For about five days I sat in a little room, happily scribbling my heart out. There was no phone, no internet, no day job, no children and no frickin Facebook games. Just me and a supply of pens and lined paper working at a little wooden table that was in the room. There were no other worries – even meals were taken care of and the meals at that place were some of the best that I’d eaten in that country, mainly as it catered for gringo tastes. My favourite meal was pasta served with a salsa verde.

The writing itself was also fun. I wasn’t sitting there defeated thinking, “no one wants to read this shit”, but was flat out working away pleasing only myself.
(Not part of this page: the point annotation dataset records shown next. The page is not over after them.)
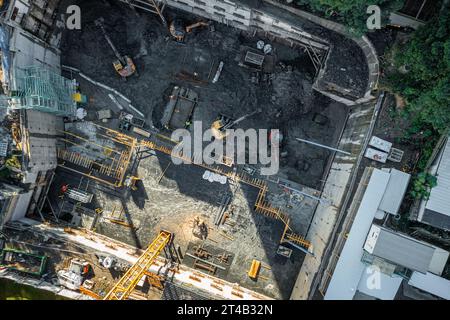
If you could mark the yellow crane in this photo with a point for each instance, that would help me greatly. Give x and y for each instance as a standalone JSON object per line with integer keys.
{"x": 125, "y": 286}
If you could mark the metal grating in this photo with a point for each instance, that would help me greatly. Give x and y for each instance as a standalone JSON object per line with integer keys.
{"x": 44, "y": 90}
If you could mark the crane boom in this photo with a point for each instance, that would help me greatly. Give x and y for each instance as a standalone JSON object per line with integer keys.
{"x": 99, "y": 23}
{"x": 125, "y": 286}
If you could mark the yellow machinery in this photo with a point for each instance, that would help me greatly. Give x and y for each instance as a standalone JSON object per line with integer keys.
{"x": 222, "y": 123}
{"x": 178, "y": 31}
{"x": 125, "y": 286}
{"x": 124, "y": 65}
{"x": 254, "y": 269}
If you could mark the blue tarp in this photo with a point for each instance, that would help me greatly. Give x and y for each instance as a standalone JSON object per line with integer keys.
{"x": 6, "y": 56}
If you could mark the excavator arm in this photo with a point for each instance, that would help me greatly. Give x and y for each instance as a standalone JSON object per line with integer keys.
{"x": 196, "y": 25}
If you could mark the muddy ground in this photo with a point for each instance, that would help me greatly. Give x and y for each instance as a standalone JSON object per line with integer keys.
{"x": 288, "y": 102}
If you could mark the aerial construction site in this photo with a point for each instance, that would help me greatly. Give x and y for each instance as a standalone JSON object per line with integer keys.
{"x": 95, "y": 202}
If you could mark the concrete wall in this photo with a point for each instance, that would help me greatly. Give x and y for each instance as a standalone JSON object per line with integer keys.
{"x": 248, "y": 19}
{"x": 253, "y": 20}
{"x": 338, "y": 182}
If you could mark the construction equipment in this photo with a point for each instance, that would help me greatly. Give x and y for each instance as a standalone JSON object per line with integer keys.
{"x": 124, "y": 65}
{"x": 254, "y": 269}
{"x": 222, "y": 123}
{"x": 178, "y": 31}
{"x": 125, "y": 286}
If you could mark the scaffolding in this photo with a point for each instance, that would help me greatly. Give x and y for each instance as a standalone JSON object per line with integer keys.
{"x": 41, "y": 89}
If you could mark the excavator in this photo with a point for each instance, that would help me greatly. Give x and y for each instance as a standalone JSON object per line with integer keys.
{"x": 124, "y": 65}
{"x": 222, "y": 123}
{"x": 178, "y": 31}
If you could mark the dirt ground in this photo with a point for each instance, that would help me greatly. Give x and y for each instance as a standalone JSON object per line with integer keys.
{"x": 174, "y": 199}
{"x": 288, "y": 102}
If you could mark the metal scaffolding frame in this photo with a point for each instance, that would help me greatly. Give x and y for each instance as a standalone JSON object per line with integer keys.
{"x": 38, "y": 88}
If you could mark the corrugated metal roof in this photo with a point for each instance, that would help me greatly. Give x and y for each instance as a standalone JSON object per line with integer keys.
{"x": 436, "y": 219}
{"x": 349, "y": 268}
{"x": 395, "y": 191}
{"x": 431, "y": 283}
{"x": 403, "y": 251}
{"x": 440, "y": 195}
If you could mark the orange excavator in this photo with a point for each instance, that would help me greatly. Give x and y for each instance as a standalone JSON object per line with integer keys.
{"x": 178, "y": 31}
{"x": 124, "y": 65}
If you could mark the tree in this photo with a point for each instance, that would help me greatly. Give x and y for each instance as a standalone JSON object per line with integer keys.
{"x": 352, "y": 13}
{"x": 422, "y": 185}
{"x": 425, "y": 73}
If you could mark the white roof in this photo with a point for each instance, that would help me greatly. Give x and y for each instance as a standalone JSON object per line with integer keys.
{"x": 349, "y": 269}
{"x": 395, "y": 191}
{"x": 431, "y": 283}
{"x": 378, "y": 284}
{"x": 381, "y": 144}
{"x": 438, "y": 261}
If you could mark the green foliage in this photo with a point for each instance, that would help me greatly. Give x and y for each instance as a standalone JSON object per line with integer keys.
{"x": 352, "y": 13}
{"x": 422, "y": 185}
{"x": 425, "y": 84}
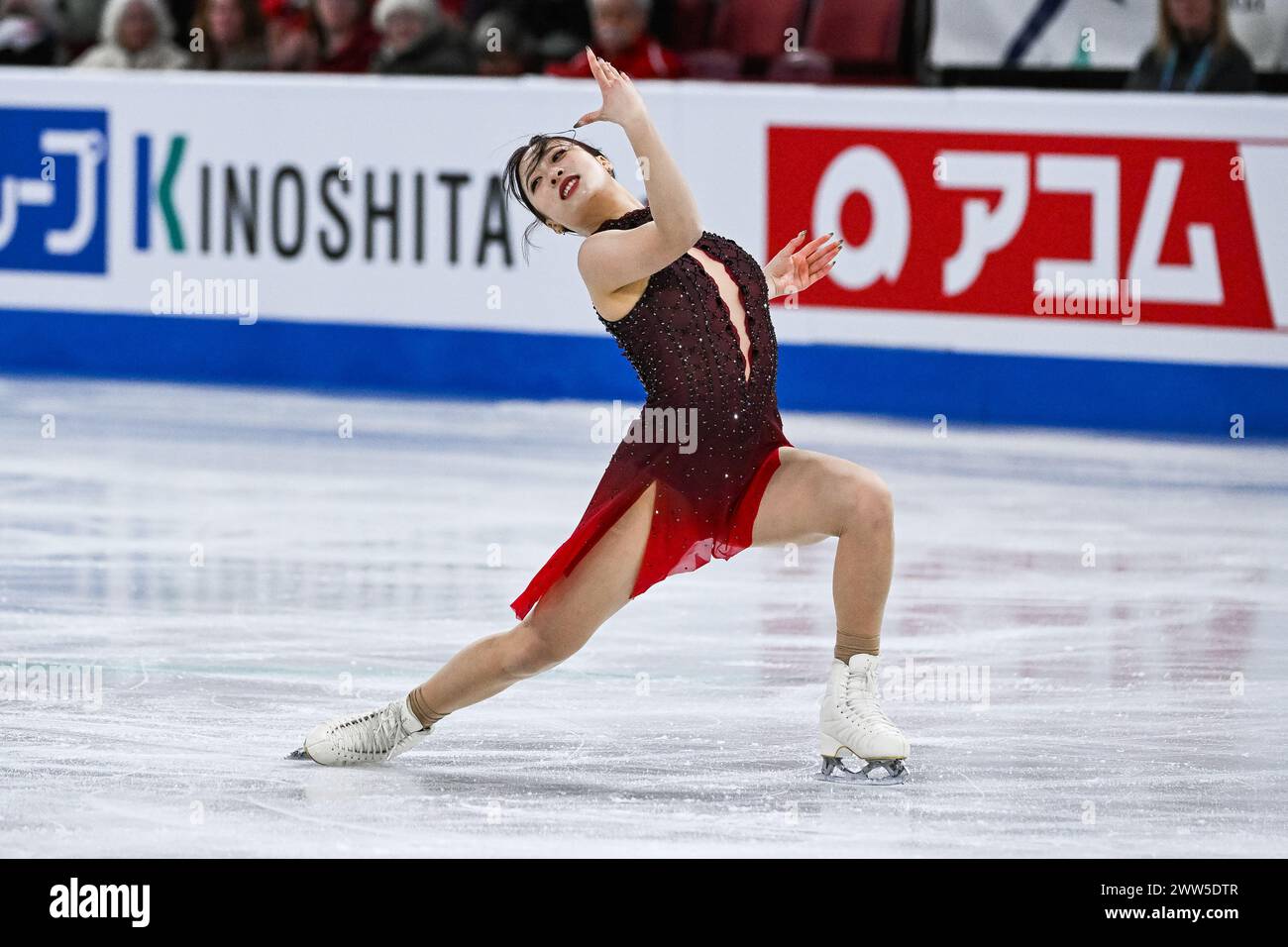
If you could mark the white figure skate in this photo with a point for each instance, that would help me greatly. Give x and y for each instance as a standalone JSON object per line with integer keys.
{"x": 850, "y": 718}
{"x": 372, "y": 737}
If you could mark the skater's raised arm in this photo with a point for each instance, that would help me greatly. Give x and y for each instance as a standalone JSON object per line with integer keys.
{"x": 618, "y": 258}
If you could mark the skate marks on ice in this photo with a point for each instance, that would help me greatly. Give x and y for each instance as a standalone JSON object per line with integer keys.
{"x": 235, "y": 574}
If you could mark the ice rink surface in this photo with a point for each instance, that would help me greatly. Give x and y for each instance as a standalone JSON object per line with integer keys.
{"x": 235, "y": 571}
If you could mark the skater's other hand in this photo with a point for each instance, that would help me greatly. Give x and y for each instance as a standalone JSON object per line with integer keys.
{"x": 799, "y": 265}
{"x": 622, "y": 103}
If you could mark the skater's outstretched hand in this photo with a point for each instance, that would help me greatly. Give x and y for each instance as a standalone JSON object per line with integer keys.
{"x": 799, "y": 265}
{"x": 622, "y": 103}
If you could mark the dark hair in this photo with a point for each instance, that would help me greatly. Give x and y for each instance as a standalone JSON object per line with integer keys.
{"x": 514, "y": 174}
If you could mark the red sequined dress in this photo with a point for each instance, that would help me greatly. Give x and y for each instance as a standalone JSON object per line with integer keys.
{"x": 686, "y": 348}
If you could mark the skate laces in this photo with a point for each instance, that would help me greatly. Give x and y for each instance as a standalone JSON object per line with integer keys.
{"x": 861, "y": 702}
{"x": 374, "y": 738}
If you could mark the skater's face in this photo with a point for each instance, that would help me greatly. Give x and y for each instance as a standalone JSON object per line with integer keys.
{"x": 562, "y": 180}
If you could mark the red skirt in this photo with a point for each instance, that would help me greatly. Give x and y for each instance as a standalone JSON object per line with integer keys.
{"x": 698, "y": 513}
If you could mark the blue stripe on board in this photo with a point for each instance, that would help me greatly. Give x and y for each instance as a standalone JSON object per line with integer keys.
{"x": 142, "y": 192}
{"x": 965, "y": 386}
I would love to get a little bit of what I had then back.

What I was writing was a travelogue, the story of what I had been up to as I backpacked around South America. That story came to an end when I met my husband, but when I started writing it, that meeting was still a few months away.

So far what I wrote has not seen the light of day, initially because I did not want my parents to read it, so the draft sits in a box whilst my parents live on.

Since then I have also had children, and some are now at an age that I would not want them to read what I’d been up to either. I’m probably safe on that one – after all, my mother is still waiting for me to read her thesis – but I’m not really wanting to take that chance.

I guess the only option is to start all over again, maybe have a quick look at how things unfolded, but start afresh as I’m sure what I wrote will seem rather clumsy now. And I must try not to worry about whether taking out the ‘good stuff’ will only leave boring stuff, because my job now will be to turn what’s left into something living.